1902 Encyclopedia > Psychology > Motor Presentations. Subjective Selection.

Psychology
(Part 12)




(B) General Analysis of Mind. Its Ultimate Constituents. (cont.)

Motor Presentations. Subjective Selection.

There is one class of objects of special interest in a general survey, viz., movements or motor presentations. These, like sensory presentations, admit of associations and reproduction, and seem to attain to such distinctness as they possess in adult human experience by a gradual differentiation out of an original diffused mobility which is little besides emotional expression. Of this, however, more presently.
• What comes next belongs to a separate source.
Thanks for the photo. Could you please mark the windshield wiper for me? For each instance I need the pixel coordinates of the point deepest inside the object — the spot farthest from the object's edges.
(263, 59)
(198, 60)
It is primarily to such dependence upon feeling that movements owe their distinctive character, the possessions, that is, under normal circumstances, of definite and assignable psychical antecedents, in contrast to sensory presentations, which enter the field of consciousness ex abrupto. We cannot psychologically explain the order in which particular sights and sounds occur ; but the movements that follow them, on the other hand, can be adequately explained only by psychology. The twilight that sends the hens to roost sets like fox to prowl, and the lion’s roar which gathers the jackals scatters the sheep. Such diversity in the movements, although the sensory presentations are similar, is due, in fact, to what we might call the principle of "subjective or hedonic selection"—that, out of all the manifold changes of sensory presentation which a given individual experiences, only a few are the occasion of such decided feeling as to become objects of possible appetite (or aversion). The representation of what interests us comes to be associated with the representation of such movements as will secure its realization, so that—although no concentration of attention will secure the requisite intensity to a pleasurable object present only in idea—we can by what is strangely like a concentration of attention convert the idea of a movement into the fact, and by means of the movement attain the coveted reality.